Move Over for 'Roadrunner' in 2008
Rounding out IBM's petaflop portfolio will be a computer nicknamed "Roadrunner," a hybrid design that blends thousands of PC-type processors from AMD, and the Cell Broadband Engine, the graphics processor at the heart of the Sony Playstation 3. Roadrunner, planned to be delivered to the U.S. Department of Energy's Los Alamos National Laboratory in summer 2008, will be capable of speeds exceeding a petaflop. By combining the two styles of microprocessors, Roadrunner will slash typical power consumption to offer a highly energy-efficient operating environment.

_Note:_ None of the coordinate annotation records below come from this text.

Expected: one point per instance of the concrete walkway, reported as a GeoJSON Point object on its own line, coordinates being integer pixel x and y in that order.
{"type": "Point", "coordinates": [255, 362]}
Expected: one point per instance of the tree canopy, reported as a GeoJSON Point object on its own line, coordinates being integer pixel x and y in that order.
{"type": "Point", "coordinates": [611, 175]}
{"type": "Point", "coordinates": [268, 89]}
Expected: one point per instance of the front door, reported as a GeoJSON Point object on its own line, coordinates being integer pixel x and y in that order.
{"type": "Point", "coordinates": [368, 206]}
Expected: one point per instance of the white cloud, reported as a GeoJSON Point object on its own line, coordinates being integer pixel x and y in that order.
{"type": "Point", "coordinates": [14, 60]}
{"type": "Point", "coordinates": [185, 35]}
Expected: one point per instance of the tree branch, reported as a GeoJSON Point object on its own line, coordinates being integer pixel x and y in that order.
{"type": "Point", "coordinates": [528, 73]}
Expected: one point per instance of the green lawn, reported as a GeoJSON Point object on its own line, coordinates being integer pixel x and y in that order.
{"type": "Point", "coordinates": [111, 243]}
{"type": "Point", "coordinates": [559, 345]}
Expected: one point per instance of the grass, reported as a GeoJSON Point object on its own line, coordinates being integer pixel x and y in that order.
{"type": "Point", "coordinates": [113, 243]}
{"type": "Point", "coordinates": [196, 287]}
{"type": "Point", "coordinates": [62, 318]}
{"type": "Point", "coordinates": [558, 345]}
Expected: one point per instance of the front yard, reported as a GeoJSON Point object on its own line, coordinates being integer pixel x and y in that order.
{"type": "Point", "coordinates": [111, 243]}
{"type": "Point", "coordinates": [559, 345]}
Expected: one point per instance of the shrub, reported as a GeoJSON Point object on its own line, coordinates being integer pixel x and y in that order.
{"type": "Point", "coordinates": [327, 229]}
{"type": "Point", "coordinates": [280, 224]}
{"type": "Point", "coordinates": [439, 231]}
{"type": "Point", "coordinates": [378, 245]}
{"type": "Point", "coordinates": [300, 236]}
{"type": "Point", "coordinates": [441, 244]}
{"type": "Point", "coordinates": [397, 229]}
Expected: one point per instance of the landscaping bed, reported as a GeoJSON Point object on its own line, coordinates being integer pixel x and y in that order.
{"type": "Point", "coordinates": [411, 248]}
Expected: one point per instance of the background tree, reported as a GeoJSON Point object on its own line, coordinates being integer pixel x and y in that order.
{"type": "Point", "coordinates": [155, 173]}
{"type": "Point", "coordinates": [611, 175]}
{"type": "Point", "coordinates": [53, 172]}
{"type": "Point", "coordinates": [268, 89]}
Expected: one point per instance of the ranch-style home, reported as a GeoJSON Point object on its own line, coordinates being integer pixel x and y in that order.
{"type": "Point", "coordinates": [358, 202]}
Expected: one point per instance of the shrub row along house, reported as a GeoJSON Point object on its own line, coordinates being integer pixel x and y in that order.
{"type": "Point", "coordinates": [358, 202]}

IBM's petascale hardware initiatives are matched with corresponding investments in software, including application support and development tools, to increase productivity, ease of use and commercial viability. For instance, IBM will expand Blue Gene application support next year with a new open-source developers' program with Argonne National Laboratory in Illinois, the first site in the U.S. to field a Blue Gene/P next year.
About Blue Gene
Based on IBM's POWER Architecture, the IBM System Blue Gene Solution is optimized for bandwidth, scalability and the ability to handle large amounts of data while consuming a fraction of the power and floor space required by today's fastest systems. A variety of industries are using Blue Gene systems to advance their research capabilities for life sciences, financial modeling, hydrodynamics, quantum chemistry, molecular dynamics, astronomy and space research and climate modeling.
The "TOP500 Supercomputer Sites" is compiled and published by supercomputing experts Jack Dongarra from the University of Tennessee, Erich Strohmaier and Horst Simon of NERSC/Lawrence Berkeley National Laboratory and Hans Meuer of the University of Mannheim (Germany). The entire list can be viewed at www.top500.org.